The opening marks the city’s first use of the semi-permanent tent-like structure called a “Sprung” structure. The city plans to open a Sprung shelter at X and Alhambra streets for homeless men and women, but it’s stalled due to the federal government.
The structure, erected on city property, looks similar to a big-top tent from the outside, but on the inside resembles the interior of a brick-and-mortar building. One structure contains dining space and an area for job training, while another contains rows of cots and lockers for storage. Another structure contains bathrooms, showers and laundry.
Unlike some shelters, guests will be able to bring a pet and their belongings. They will not be turned away for having drugs or alcohol in their systems.
Workers were making the beds with colorful quilts on Wednesday to prepare for the first women to arrive Thursday. Women from the Meadowview area will be given priority to get a spot, officials said.
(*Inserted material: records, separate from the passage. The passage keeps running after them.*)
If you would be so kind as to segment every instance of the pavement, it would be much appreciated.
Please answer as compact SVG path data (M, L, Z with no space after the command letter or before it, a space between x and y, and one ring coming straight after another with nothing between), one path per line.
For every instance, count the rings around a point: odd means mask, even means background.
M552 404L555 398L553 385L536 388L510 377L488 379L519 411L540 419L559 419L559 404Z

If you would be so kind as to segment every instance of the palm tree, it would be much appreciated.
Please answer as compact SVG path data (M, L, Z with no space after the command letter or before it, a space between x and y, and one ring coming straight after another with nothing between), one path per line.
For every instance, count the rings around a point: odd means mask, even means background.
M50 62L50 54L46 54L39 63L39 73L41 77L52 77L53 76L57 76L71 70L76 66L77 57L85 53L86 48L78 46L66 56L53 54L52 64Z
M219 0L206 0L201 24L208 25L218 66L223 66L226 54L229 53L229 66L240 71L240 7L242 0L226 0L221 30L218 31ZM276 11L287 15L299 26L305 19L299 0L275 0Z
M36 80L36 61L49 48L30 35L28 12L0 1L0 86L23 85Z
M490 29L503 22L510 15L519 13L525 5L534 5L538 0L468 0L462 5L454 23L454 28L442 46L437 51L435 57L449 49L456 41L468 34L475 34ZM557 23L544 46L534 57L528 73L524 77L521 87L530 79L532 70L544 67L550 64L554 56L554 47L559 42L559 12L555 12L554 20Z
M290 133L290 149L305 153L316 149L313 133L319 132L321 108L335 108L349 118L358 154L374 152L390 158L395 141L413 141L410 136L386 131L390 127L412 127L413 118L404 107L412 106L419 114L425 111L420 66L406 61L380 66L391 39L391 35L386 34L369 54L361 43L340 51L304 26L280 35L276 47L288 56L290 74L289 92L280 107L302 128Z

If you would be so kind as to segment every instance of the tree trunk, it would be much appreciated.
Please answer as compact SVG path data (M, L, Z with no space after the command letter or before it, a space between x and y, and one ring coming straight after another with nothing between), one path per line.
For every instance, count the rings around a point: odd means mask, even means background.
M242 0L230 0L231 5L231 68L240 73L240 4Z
The goal is for each woman to stay at the shelter on average between four to six weeks before moving into permanent housing, Mayor Darrell Steinberg has said. Volunteers of America will be tasked with finding the housing for the women and providing rental assistance for up to six months if needed. The city paid about $10 million to construct the shelter and operate it for about two years.
Some significant details have changed since the City Council approved the shelter last year in a 6-3 vote. At that time, the shelter was set to open in winter of 2019-2020. However, it was delayed, and then when the coronavirus hit, it was delayed further, said Sarah O’Daniel, Sacramento Housing and Redevelopment Agency’s director of homeless initiatives.
When the council approved it, the plan was for the shelter to include women and children. Yolanda Stevenson, of the Rose Family Creative Empowerment Center, stood behind Steinberg during a press conference ahead of the vote where she voiced support for the project.
The council approved it, then later, officials decided the shelter would only be for women.
When Stevenson showed up to tour the shelter Wednesday, she said she was glad a shelter was opening in Meadowview, but was disappointed it would not include children.
“I appreciate that it’s here and it will address some women. It would just be nice if they took another look to help families,” Stevenson said. “We have a high level of families with babies sleeping in their cars.”
In Sacramento County, about 50 percent of the 1,132 people in homeless families sleep outdoors on any given night, according to a homeless census count conducted in January 2019. According to a U.S. Department of Housing and Urban Development report, no other large metropolitan area has a higher percentage of its homeless families sleeping outside.
Saprincesa Jennings used to be one of them.
Jennings lived on the riverfront for eight years and gave birth to two children during that time, she said. Volunteers of America staff helped her find housing, get a job and get out of an abusive relationship. On Wednesday, she was excited to start her new job working at the shelter.
“I never thought I’d be standing here,” Jennings said. “It’s a completely different life … I want to help them make sure they have what they need and help get them through that struggle.”
Stevenson said she wants the city to open more shelters in south Sacramento for women and children, and also open parking lots where families can safely sleep in their vehicles. That idea has been long-discussed, but so far no council members have announced sites.
The city and SHRA are also planning to convert a motel in the nearby south Sacramento neighborhood of Parkway into permanent housing for the homeless through the state’s “Project Roomkey” program.